LE PARISIEN MAGAZINE. Blockchain, la révolution dont tout le monde parle

Sorte de livre comptable numérique géant, la blockchain pourrait bientôt permettre des transactions en ligne, sans intermédiaire et sans risque. Décryptage.

En 1993, Marc Andreessen, étudiant américain, mettait au point le premier navigateur Internet. Personne n’aurait deviné que cette invention allait permettre au Web, qui était alors un réseau compliqué réservé aux informaticiens, de devenir un outil utilisé désormais par 3,2 milliards de personnes. Aujourd’hui, Marc Andreessen, à la tête de son propre fonds d’investissement, parie sur une nouvelle technologie : la blockchain, « la révolution la plus importante depuis Internet », a-t-il confié au New York Times. Beaucoup, comme l’auteur canadien Don Tapscott, partagent son avis. La blockchain permettrait en effet de se passer de tous les intermédiaires dans les échanges commerciaux ou administratifs. Cette base de données sécurisée de transactions anonymes pourrait faire émerger une véritable « économie du partage », où les individus se vendraient des biens et des services entre eux, en payant des commissions bien plus faibles qu’aujourd’hui, voire nulles. Ils court-circuiteraient ainsi les établissements financiers (banques, compagnies de cartes de crédit, assurances), les plateformes collaboratives (Uber, Airbnb, Le Bon Coin…), voire les notaires et les administrations, tous condamnés à se réinventer pour ne pas disparaître. Explications.

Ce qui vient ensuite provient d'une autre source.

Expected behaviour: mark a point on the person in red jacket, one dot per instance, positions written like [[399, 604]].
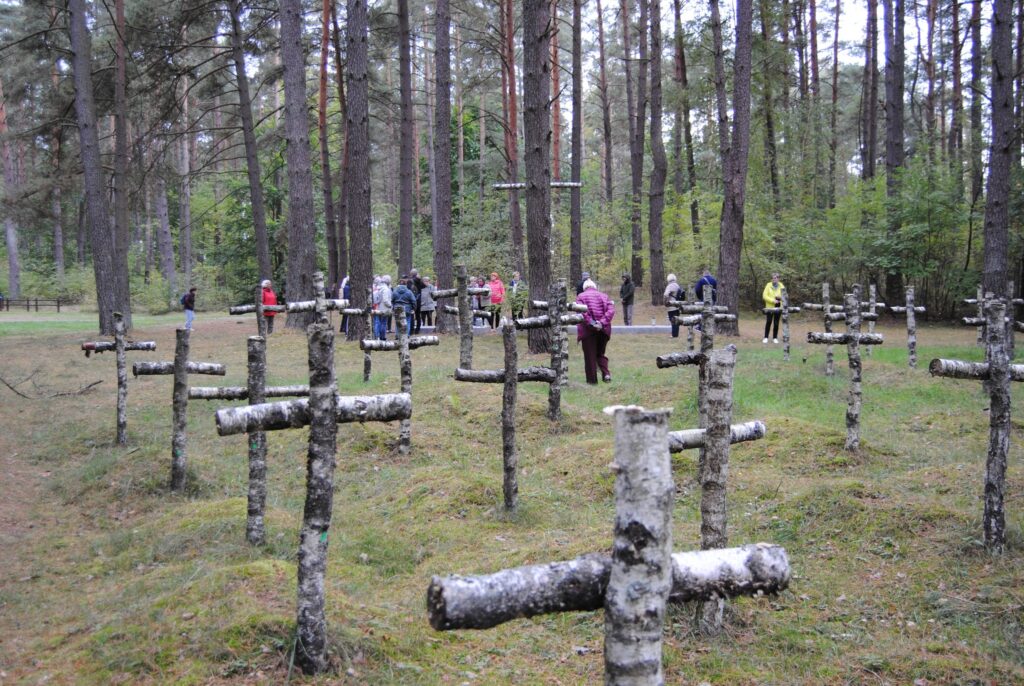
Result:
[[595, 331], [269, 298]]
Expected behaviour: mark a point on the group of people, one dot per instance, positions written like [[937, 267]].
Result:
[[415, 294]]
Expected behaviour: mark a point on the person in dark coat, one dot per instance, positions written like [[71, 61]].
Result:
[[595, 331], [626, 292]]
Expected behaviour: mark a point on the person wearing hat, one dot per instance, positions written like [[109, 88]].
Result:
[[269, 298], [673, 292], [626, 292]]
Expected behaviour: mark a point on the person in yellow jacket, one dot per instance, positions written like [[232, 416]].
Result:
[[772, 295]]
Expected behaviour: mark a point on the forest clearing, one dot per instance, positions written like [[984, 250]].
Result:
[[110, 577]]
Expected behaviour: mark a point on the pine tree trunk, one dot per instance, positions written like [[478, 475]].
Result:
[[731, 236], [442, 160], [357, 179], [301, 229], [659, 169], [996, 234], [109, 295], [537, 126]]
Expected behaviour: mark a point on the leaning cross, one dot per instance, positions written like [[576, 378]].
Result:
[[120, 345], [256, 391], [996, 375], [323, 411], [403, 345], [853, 339], [911, 326], [635, 582], [785, 310], [180, 368]]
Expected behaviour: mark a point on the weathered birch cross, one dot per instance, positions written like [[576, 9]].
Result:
[[510, 376], [180, 368], [853, 339], [911, 326], [256, 391], [996, 374], [462, 292], [298, 306], [784, 309], [404, 344], [634, 582], [323, 411], [119, 346]]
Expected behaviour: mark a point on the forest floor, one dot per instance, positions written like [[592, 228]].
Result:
[[105, 576]]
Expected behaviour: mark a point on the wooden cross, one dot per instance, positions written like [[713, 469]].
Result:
[[180, 368], [911, 326], [635, 582], [256, 391], [323, 411], [996, 374], [785, 310], [403, 345], [120, 345], [853, 339], [466, 313]]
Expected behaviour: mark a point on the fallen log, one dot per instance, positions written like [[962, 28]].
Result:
[[293, 414], [488, 600], [158, 369], [693, 438], [545, 374]]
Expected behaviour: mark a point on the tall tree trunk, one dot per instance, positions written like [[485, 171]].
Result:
[[342, 210], [301, 230], [602, 88], [1000, 155], [442, 158], [576, 209], [721, 99], [894, 130], [110, 294], [660, 165], [731, 234], [684, 86], [771, 156], [334, 275], [121, 238], [637, 151], [512, 133], [404, 142], [834, 132], [537, 127], [357, 181], [249, 138]]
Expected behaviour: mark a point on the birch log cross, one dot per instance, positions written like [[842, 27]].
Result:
[[403, 345], [466, 313], [785, 310], [119, 345], [509, 376], [996, 374], [911, 326], [180, 368], [634, 582], [853, 340], [323, 411], [256, 391]]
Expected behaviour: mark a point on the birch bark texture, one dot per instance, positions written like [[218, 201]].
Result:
[[310, 643], [640, 581], [713, 468]]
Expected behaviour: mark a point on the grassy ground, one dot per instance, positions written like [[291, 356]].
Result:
[[107, 577]]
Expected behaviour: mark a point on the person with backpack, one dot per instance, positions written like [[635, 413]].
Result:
[[188, 302]]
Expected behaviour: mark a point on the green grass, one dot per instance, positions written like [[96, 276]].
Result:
[[121, 582]]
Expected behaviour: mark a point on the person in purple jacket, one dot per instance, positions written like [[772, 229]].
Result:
[[595, 331]]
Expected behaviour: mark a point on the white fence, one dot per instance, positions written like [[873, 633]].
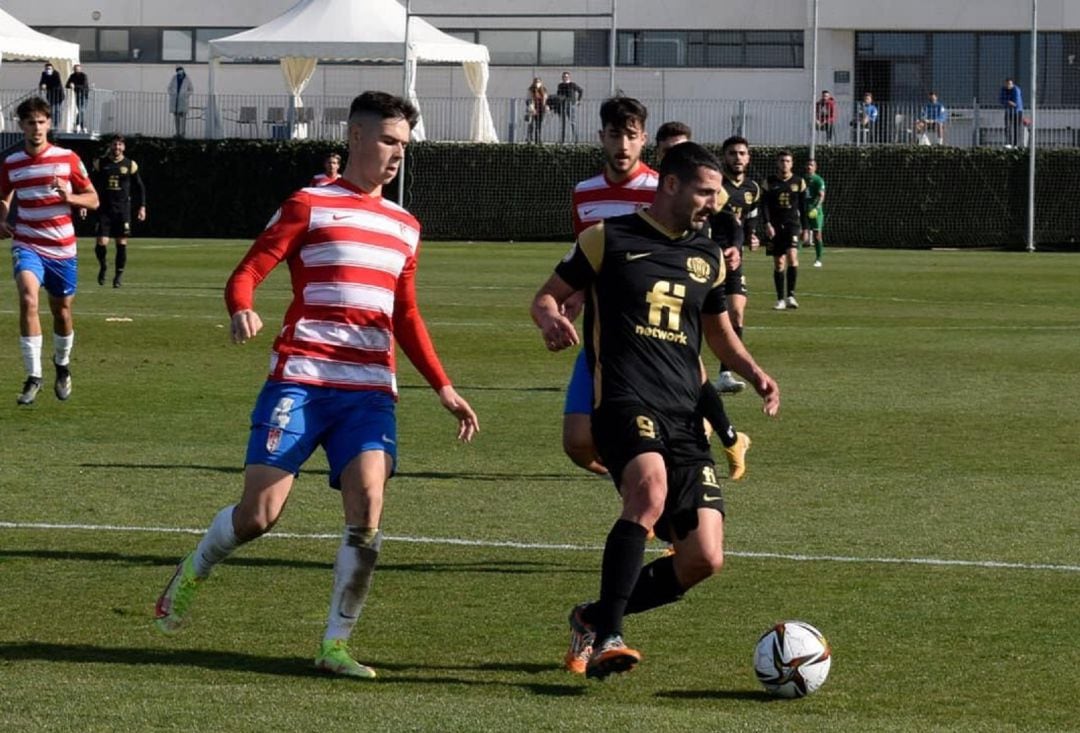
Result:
[[763, 122]]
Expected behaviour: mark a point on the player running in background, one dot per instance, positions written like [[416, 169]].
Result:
[[815, 212], [46, 181], [623, 186], [352, 256], [731, 229], [332, 170], [115, 174], [655, 283], [784, 211]]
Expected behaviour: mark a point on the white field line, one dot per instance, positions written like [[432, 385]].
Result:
[[995, 565]]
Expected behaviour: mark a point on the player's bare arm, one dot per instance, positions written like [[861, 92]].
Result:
[[729, 349], [245, 325], [468, 423], [547, 312]]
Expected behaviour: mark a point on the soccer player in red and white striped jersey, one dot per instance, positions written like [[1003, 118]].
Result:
[[352, 256], [45, 181]]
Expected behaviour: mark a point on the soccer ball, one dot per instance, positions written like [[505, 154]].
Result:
[[792, 660]]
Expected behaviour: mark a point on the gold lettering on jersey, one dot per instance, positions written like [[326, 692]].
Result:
[[700, 269], [665, 297]]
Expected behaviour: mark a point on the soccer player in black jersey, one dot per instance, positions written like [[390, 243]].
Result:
[[113, 176], [655, 288], [784, 211], [731, 228]]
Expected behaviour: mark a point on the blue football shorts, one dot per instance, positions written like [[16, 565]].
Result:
[[291, 420], [58, 276], [579, 392]]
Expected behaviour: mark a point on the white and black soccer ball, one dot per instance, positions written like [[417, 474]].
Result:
[[792, 660]]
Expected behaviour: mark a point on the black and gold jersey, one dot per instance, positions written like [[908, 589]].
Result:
[[647, 289], [784, 202], [736, 221], [113, 182]]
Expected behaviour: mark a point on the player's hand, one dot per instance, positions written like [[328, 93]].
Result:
[[468, 424], [558, 333], [767, 387], [245, 325], [732, 258]]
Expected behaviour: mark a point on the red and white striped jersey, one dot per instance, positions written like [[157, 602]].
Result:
[[597, 198], [352, 258], [43, 221]]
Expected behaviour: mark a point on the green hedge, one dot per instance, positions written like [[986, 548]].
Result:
[[881, 195]]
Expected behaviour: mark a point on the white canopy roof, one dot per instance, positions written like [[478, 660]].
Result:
[[366, 30], [21, 42]]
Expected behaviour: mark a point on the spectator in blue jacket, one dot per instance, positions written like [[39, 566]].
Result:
[[933, 117], [1012, 100], [867, 119]]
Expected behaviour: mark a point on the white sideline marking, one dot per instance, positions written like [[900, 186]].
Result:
[[543, 545]]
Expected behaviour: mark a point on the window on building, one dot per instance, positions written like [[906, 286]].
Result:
[[512, 48], [176, 44]]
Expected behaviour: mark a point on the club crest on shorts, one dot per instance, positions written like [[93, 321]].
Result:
[[699, 269]]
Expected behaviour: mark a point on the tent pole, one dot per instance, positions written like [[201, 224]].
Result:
[[401, 171]]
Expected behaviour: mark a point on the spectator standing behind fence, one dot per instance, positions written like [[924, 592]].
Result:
[[79, 83], [825, 113], [180, 90], [867, 120], [538, 95], [1012, 99], [933, 117], [568, 94], [51, 84]]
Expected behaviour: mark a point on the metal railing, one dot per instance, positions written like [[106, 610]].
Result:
[[763, 122]]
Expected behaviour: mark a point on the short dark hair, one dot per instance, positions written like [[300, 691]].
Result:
[[387, 106], [34, 106], [670, 130], [734, 139], [684, 160], [619, 111]]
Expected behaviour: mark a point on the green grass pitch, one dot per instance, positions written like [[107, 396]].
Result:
[[917, 500]]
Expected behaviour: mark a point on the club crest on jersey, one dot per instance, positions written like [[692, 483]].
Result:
[[699, 268]]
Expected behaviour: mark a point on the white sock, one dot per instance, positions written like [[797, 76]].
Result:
[[30, 348], [62, 348], [352, 579], [217, 543]]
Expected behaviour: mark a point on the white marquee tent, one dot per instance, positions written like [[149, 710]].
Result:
[[367, 30], [18, 42]]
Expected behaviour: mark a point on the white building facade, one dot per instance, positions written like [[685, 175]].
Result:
[[674, 55]]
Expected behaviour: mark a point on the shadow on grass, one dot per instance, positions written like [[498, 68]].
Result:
[[435, 475], [758, 695], [487, 567], [279, 666]]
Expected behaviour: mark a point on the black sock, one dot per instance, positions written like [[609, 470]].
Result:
[[711, 407], [656, 586], [623, 554]]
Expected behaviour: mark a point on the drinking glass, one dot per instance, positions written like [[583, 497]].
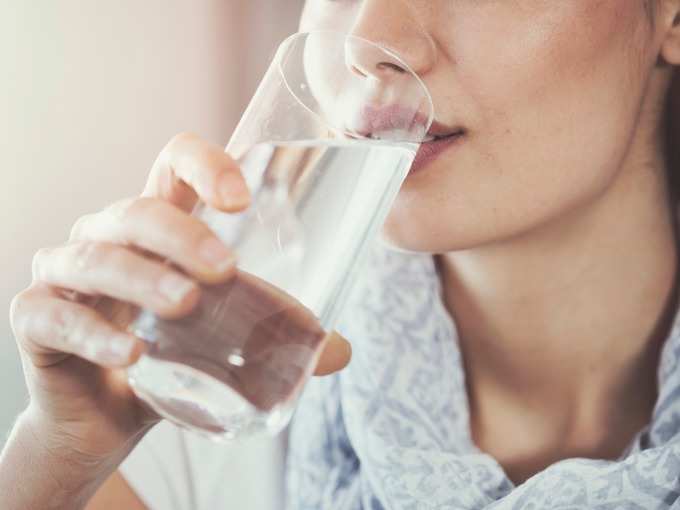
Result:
[[324, 146]]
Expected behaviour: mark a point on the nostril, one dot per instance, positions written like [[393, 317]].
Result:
[[358, 71], [389, 66]]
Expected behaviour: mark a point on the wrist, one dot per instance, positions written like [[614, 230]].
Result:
[[41, 470]]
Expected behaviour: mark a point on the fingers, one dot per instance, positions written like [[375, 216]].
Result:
[[163, 229], [189, 168], [108, 269], [48, 329], [335, 356]]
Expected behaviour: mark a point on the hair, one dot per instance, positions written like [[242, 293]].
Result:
[[672, 133]]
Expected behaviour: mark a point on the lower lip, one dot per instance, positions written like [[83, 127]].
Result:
[[429, 151]]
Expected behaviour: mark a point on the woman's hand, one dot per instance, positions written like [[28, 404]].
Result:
[[70, 323]]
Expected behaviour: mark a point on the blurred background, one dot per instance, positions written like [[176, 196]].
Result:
[[90, 92]]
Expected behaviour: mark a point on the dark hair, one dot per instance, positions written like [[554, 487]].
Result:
[[672, 126]]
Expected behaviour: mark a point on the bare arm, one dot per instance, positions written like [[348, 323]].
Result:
[[114, 494]]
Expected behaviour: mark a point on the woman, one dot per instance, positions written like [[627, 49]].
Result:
[[551, 215]]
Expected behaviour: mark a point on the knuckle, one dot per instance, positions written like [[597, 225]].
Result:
[[88, 255], [125, 210], [79, 227]]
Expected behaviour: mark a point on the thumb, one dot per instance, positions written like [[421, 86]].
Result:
[[335, 355]]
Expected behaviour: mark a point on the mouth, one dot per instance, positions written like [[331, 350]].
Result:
[[439, 138]]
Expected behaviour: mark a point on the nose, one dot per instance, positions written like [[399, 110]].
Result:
[[393, 24]]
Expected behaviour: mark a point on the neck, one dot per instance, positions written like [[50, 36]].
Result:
[[570, 318]]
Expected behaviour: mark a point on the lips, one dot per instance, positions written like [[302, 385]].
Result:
[[388, 122], [430, 149], [395, 122]]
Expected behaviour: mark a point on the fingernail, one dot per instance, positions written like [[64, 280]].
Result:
[[216, 254], [116, 350], [174, 287]]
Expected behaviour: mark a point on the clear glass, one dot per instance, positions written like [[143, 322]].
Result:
[[324, 145]]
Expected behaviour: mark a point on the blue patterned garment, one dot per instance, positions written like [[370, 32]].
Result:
[[392, 431]]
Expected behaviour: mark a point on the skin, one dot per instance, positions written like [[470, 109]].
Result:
[[561, 166]]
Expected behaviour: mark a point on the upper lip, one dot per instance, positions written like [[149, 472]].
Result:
[[438, 130], [374, 119]]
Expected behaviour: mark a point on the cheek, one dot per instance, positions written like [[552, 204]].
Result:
[[552, 97]]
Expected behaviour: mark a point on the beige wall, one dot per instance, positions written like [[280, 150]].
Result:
[[90, 92]]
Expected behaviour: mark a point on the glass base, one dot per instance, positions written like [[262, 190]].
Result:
[[200, 403]]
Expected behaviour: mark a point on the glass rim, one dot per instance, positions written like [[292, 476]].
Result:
[[288, 41]]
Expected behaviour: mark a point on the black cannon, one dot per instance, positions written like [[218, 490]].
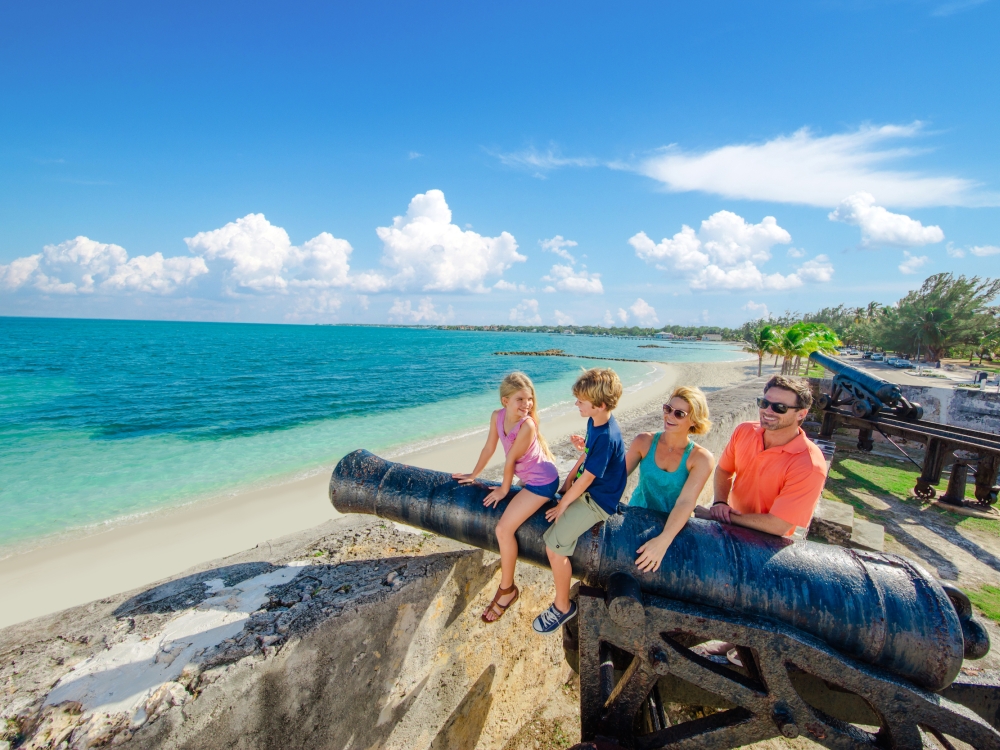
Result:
[[824, 636], [858, 399]]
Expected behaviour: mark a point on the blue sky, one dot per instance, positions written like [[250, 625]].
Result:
[[407, 162]]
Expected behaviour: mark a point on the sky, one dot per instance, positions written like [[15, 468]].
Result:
[[522, 163]]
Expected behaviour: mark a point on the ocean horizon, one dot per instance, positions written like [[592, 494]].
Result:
[[103, 422]]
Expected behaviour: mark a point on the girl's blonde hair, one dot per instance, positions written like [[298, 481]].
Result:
[[700, 423], [518, 381]]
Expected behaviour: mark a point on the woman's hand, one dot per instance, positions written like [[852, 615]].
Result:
[[552, 514], [651, 554], [495, 497]]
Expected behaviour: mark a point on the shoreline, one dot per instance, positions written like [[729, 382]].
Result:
[[80, 570]]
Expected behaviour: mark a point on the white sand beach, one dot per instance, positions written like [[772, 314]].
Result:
[[87, 568]]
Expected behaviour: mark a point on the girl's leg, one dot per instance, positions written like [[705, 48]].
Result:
[[523, 505]]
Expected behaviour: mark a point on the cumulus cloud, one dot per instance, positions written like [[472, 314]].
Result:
[[85, 266], [912, 263], [725, 252], [882, 227], [526, 313], [558, 245], [568, 279], [424, 250], [402, 311], [262, 258], [983, 250], [812, 170]]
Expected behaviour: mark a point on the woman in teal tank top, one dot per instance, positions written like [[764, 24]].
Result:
[[673, 470]]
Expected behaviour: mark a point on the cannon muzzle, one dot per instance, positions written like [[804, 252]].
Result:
[[879, 608]]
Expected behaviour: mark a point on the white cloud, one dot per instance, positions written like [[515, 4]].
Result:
[[983, 250], [558, 246], [263, 259], [568, 279], [424, 250], [912, 263], [812, 170], [402, 311], [724, 253], [644, 313], [526, 313], [757, 308], [881, 227], [85, 266]]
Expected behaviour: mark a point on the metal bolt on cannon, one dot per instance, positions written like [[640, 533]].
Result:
[[843, 647]]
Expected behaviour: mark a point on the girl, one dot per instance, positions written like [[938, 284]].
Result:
[[673, 469], [528, 456]]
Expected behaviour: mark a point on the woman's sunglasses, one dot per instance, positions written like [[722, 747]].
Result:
[[777, 408]]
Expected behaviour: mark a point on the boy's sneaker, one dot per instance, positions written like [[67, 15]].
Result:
[[550, 620]]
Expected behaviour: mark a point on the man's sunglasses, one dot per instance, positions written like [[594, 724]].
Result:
[[679, 413], [777, 408]]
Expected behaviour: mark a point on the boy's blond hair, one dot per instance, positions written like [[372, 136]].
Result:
[[600, 386]]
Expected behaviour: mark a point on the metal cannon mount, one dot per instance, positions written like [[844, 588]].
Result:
[[860, 400]]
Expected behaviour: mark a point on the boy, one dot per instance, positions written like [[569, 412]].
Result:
[[591, 491]]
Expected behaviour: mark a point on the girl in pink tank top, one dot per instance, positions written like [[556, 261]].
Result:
[[515, 426]]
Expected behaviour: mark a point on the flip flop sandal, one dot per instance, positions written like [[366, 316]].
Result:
[[497, 608]]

Qu’est-ce qu’une blockchain ?

C’est une « base de données numérique infalsifiable sur laquelle sont inscrits tous les échanges (d’argent, de contrats, etc., NDLR) effectués entre ses utilisateurs », selon la définition de l’ouvrage collectif La Blockchain décryptée (éditions Netexplo, 2016). But du système : certifier toutes ces informations et les rendre incontestables. « C’est-à-dire assurer le rôle d’un tiers de confiance que joue par exemple un notaire qui gère un cadastre, ou un banquier qui gère un livre comptable », précise Emmanuel Methivier, directeur du CAStore, la plateforme d’applications du Crédit agricole. La première blockchain a été créée en 2008 pour la monnaie virtuelle bitcoin. Elle est d’accès public (comme sa concurrente Ethereum), mais certaines sont privées.

Comment ça marche ?

Imaginons un transfert d’argent entre deux personnes sur une blockchain (voir infographie page suivante). Chacune apparaît sous un pseudonyme (A et B, par exemple), pour garantir l’anonymat de la transaction. Toutes deux ont une clé (un code) publique et une autre privée pour envoyer et recevoir de l’argent. La transaction est enregistrée sous forme d’un code informatique, parmi un ensemble d’autres transactions qui forment un « bloc ». Ce bloc apparaît dans le base de données géante de la blockchain. « Tous les utilisateurs de la blockchain possèdent ce même registre et à chaque fois qu’une personne y écrit quelque chose, c’est répliqué dans tout le réseau », précise François Dorléans, directeur des opérations de la start-up française Stratumn, qui s’appuie sur la technologie blockchain pour créer des outils à destination des entreprises. Certains utilisateurs, appelés « mineurs », entrent alors en compétition pour être les premiers à vérifier les transactions du bloc (s’assurer par exemple que A dispose bien des fonds nécessaires à envoyer à B), contre rémunération. Une fois le bloc validé, il est lié au précédent, afin de former une chaîne de blocs (la blockchain), quasiment impossible à truquer par la suite.